While the electric vehicle (EV), artificial intelligence (AI) and machine learning (ML) worlds may seem disparate, in reality, they’re deeply interwoven and rely on each other to survive. The technological conveniences customers expect already heavily incorporate each other without acknowledgment, and they have plenty of opportunities to streamline customer experiences and reduce frustration in drivers’ lives. So how do EVs leverage AI and ML seamlessly?
Why Do EVs Need AI and ML to Be Successful?
AI needs machine learning to assess information for practical applications. EV drivers often overlook their functionality, misconstruing them as built-in. Every hookup and data point creates a more competent industry, making the vehicle more aware of personal driving and charging patterns.
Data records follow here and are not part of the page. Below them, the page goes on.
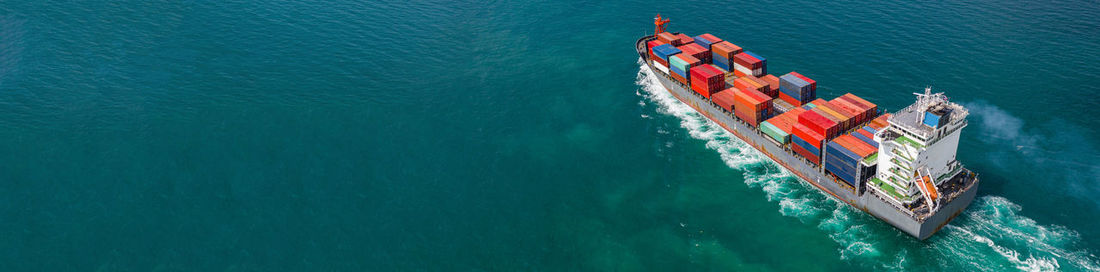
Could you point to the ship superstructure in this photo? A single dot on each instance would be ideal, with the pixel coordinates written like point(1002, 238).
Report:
point(900, 167)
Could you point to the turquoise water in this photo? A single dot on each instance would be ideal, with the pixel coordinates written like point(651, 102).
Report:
point(510, 136)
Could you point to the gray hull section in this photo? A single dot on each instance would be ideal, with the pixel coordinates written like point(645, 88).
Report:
point(867, 202)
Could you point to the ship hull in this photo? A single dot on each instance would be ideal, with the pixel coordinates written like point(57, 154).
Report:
point(867, 202)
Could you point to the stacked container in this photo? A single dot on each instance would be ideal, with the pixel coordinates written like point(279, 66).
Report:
point(795, 90)
point(818, 122)
point(680, 64)
point(725, 99)
point(667, 37)
point(843, 118)
point(706, 40)
point(746, 63)
point(751, 106)
point(843, 156)
point(683, 39)
point(781, 106)
point(696, 51)
point(779, 128)
point(805, 142)
point(723, 53)
point(772, 85)
point(706, 79)
point(662, 53)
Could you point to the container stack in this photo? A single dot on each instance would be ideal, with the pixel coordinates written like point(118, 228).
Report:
point(751, 106)
point(725, 99)
point(680, 64)
point(662, 53)
point(706, 79)
point(818, 122)
point(750, 83)
point(772, 85)
point(805, 142)
point(782, 107)
point(796, 90)
point(696, 51)
point(843, 155)
point(722, 54)
point(779, 128)
point(706, 40)
point(843, 118)
point(683, 39)
point(667, 37)
point(869, 110)
point(746, 64)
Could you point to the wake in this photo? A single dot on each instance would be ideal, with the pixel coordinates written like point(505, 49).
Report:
point(990, 236)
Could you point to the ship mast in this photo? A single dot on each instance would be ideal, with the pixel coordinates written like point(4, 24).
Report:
point(659, 24)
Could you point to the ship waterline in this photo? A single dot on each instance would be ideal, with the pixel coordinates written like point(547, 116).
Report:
point(919, 219)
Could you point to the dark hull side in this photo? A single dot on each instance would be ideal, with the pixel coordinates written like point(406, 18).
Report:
point(866, 200)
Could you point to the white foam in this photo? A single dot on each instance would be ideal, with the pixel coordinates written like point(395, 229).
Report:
point(990, 229)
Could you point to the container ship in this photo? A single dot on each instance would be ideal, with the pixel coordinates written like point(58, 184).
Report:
point(900, 167)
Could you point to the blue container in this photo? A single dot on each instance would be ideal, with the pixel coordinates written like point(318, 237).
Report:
point(844, 176)
point(866, 140)
point(762, 61)
point(795, 87)
point(719, 61)
point(664, 51)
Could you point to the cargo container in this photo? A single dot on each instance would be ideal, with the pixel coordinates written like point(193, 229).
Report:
point(706, 79)
point(724, 99)
point(751, 106)
point(706, 40)
point(663, 52)
point(813, 84)
point(723, 53)
point(681, 63)
point(667, 37)
point(746, 63)
point(696, 51)
point(835, 161)
point(796, 88)
point(683, 39)
point(818, 123)
point(781, 106)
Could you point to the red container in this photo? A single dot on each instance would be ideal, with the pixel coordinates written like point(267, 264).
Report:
point(866, 133)
point(813, 158)
point(683, 39)
point(807, 134)
point(695, 51)
point(789, 99)
point(751, 106)
point(679, 78)
point(856, 145)
point(724, 99)
point(818, 123)
point(706, 79)
point(726, 50)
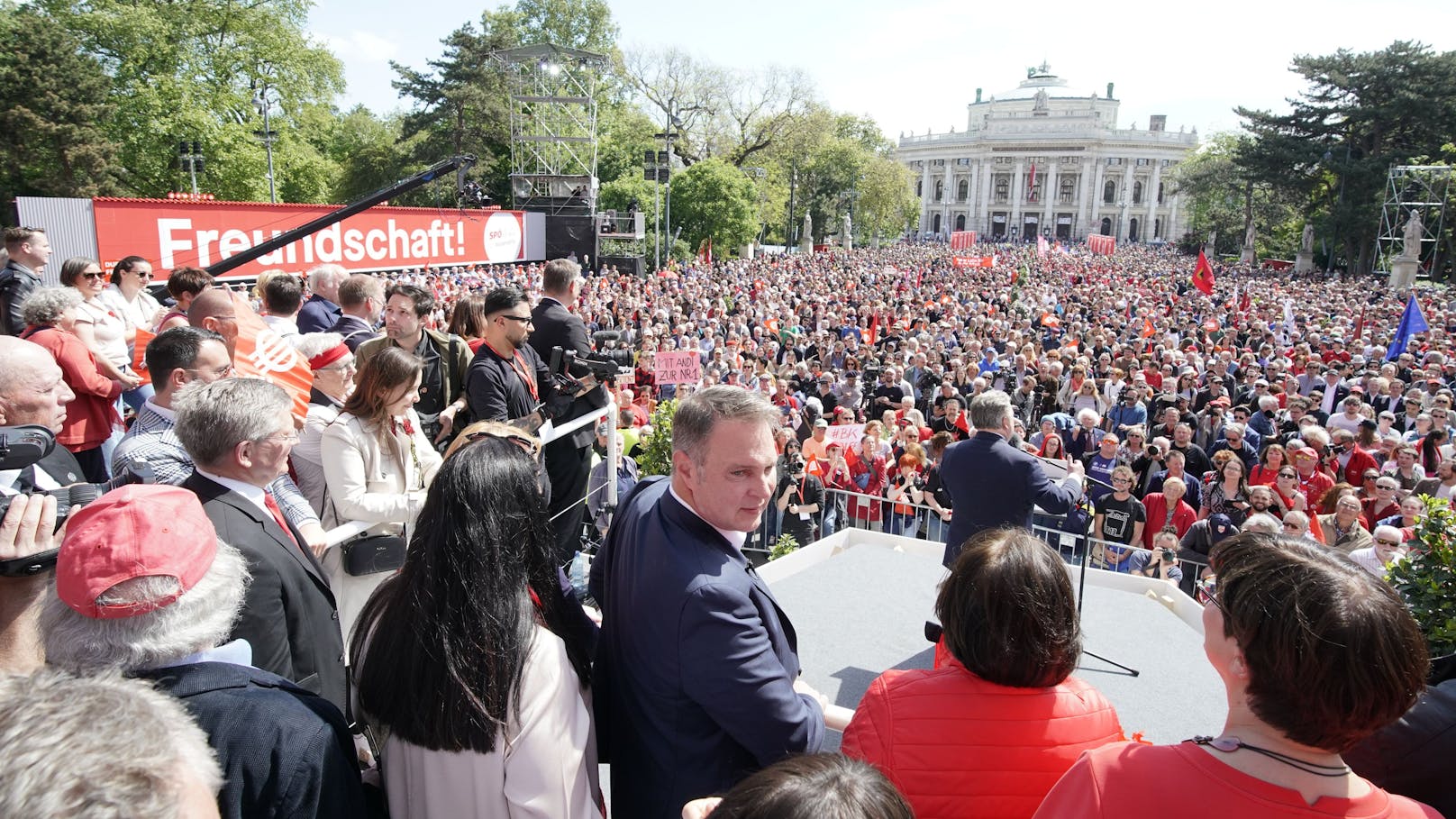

ML guides numerous behaviors of EVs without drivers realizing by:
- Optimizing charging based on user driving patterns.
- Adjusting pricing based on electricity demand and grid use.
- Informing installers where to implement more infrastructure.
- Educating engineers on battery optimization and development.
Autonomous vehicles also need AI and ML to stay relevant. Though sensors provide visual awareness to cars, allowing them to keep between road lines and stop at lights, they cannot predict pedestrian behavior or how other drivers react in unpredictable traffic. For self-driving cars to become reliable, ML must educate AI about driving patterns down to geographic specificity for citizens to remain safe.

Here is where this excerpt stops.